Y’all dont even want me to tell some of my stories from working as an office feast at Food Lion. I hate 90% of all customers. And I’ve noticed that most of the troublrmakers are on EBT and not even paying for their food.

Picture this, the EBT system is down in the state. I have put signs on both entrances saying EBT is down. So this trailer trash moron comes through a line with about $250 worth of product and tries to pay with his fuckin EBT card! The cashier calls me over…

Me: Sir, I am sorry but the EBTs are down.
Moron: Well, I can’t do anything about that shit!
Me: Well, there is nothing we can do either sir, is there any other way you can pay?

Stunned Silence

Morons Wife: Do we want these groceries?
Moron: Hell yeah I want it, but theres no way in hell I’m paying for it.
Me: You fuckin moron!!! Buy your own damn shit for once in your life. (at least i shouldve said that)

What in the sam Hell is EBT? Electric Booger Taster? Ergonomic Booty Tamer? What?

–Tim

This is another thing that really pisses me off. I see the same people come in week after week and use food stamps or WIC. And do their cash purchases fit in with the fact that they are recieving government assistance, rarely. While I have no problem with the people who are legitamatley on these plans, it is the abusers that get to me.

I see people buy food with their coupons and then they pony up their cash for their alcohol and tobacco products. It is very common for their cash purchase to match or excede the amount of the food stamps.
It seems that we get more abusive customers during the holidays. Mainly because people do not realize that it is the busiest time of the year, and we literally cannot have enough people working.

And it is always fun to tell customers that they cannot come in the store at 6:30 pm, on Christmas Eve.

What do you mean you are closing? I need to shop for my family!

I guess that they assume we don’t have families to go to as well.

This often escalates into cursing on their part, and me turning away, then them cursing more. Lots of fun.

I assume it’s some sort of financial assistance, like food stamps, but I can’t figure out for the life of me what the initials could be… EBT??

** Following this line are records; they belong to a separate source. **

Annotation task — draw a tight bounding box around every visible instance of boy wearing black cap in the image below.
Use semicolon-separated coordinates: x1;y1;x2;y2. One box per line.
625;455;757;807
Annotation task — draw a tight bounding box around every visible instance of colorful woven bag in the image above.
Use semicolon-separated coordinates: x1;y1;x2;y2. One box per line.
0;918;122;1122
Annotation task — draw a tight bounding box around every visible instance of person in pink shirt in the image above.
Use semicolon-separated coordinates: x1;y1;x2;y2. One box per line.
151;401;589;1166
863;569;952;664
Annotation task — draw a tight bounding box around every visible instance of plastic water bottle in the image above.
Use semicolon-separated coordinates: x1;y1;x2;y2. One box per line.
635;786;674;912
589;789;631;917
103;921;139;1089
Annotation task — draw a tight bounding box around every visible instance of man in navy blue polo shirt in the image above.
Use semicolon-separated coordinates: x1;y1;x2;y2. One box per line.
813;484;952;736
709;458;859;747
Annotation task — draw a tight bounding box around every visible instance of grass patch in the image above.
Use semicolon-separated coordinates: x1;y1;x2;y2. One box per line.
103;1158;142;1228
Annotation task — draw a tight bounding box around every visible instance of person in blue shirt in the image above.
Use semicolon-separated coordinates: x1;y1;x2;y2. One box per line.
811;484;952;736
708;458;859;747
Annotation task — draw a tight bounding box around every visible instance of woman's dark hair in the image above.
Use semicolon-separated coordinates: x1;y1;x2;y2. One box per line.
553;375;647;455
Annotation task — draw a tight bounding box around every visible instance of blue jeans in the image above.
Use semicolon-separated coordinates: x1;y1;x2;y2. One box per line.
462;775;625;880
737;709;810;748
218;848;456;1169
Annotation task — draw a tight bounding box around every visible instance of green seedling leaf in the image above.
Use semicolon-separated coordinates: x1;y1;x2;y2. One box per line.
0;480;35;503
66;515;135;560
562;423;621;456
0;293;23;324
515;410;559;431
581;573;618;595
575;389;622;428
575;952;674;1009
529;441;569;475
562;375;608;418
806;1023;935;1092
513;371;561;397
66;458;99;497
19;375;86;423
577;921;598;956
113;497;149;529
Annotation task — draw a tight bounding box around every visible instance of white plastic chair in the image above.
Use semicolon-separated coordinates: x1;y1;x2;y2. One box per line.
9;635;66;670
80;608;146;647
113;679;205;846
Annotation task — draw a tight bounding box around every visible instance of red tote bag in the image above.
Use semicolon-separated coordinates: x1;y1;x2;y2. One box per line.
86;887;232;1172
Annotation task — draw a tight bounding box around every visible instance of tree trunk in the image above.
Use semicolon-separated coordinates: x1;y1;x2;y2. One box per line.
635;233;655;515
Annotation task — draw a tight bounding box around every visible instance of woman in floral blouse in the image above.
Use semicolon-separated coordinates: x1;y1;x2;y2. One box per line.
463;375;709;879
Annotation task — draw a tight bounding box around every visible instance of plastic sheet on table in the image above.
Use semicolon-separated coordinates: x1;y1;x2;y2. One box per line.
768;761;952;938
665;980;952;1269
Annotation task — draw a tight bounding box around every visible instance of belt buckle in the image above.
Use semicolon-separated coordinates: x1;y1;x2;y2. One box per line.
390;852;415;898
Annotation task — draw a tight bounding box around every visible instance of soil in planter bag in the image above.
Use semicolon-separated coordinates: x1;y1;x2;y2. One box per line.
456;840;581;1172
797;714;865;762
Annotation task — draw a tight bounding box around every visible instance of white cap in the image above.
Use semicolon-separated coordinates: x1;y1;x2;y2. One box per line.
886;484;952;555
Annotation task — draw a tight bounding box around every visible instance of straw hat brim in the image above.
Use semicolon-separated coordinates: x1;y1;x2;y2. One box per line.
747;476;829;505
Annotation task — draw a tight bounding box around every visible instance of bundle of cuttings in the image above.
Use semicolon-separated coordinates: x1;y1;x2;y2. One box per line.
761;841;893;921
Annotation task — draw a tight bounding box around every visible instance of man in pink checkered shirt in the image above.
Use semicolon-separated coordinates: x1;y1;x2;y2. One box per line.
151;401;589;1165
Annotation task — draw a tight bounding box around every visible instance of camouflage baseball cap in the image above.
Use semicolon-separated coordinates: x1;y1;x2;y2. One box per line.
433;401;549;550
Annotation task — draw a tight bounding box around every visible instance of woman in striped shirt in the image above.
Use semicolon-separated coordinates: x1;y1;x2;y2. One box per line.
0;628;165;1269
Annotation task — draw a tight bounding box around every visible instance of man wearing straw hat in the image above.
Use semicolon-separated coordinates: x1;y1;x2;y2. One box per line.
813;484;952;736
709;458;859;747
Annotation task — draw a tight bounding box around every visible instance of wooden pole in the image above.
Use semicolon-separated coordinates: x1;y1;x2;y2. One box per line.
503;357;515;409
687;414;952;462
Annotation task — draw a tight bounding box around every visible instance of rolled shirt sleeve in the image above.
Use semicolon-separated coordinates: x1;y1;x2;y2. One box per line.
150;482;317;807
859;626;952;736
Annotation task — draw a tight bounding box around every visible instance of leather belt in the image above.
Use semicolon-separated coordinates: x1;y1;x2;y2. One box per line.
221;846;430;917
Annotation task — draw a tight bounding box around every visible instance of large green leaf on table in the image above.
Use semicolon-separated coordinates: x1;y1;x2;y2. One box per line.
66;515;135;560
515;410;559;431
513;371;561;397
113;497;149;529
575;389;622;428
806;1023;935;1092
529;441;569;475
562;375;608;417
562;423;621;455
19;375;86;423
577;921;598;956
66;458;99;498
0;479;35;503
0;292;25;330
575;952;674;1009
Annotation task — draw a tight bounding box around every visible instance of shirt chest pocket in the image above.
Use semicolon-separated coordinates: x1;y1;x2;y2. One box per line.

I don’t know what exactly EBT stands for but that’s what the Pennsylvania food stamp program is called, I guess they get a credit card type card that gets credited with a certain amount of money each month instead of them receiving the paper food stamps.

I don’t see anyone complaining about the odor.

That surprises me. Having work part of my way though college as a cashiered if anyone had asked me what sucked the worst, my first reaction would have been THE ODOR!!

There are a LOT of folks out there who just plain STINK!!

A friend of mine used to work at the service desk at a grocery store. She told me that one day she got a phone call that went like this:

Customer: I just bought some cottage cheese at your store and it’s moldy.

Friend: I’m sorry about that. Bring it over here and we’ll give you a new one.

Customer: No! We want to eat it NOW!

Friend: That’s fine. Just come in now and we’ll replace it.

Customer: But we want to eat it NOW!
She said that went on for about 10 minutes and the customer yelled at her and slammed the phone.

I’ve got some hairdresser stories if anyone is interested…

I’d like to hear your hairdresser stories, MaryAnn.

Re: the cottage cheese anecdote: maybe the caller was one of the Jerky Boys. Did he have a “goom-ba” accent, or a Mid-Eastern one?

E.B.T.–Electronics Benefits Transfer–ATM transactions for foodstamps.

Here’s my favorite one. I chose it because it’s mostly about how customers can be, which is what this thread is really about, and not about hair per se.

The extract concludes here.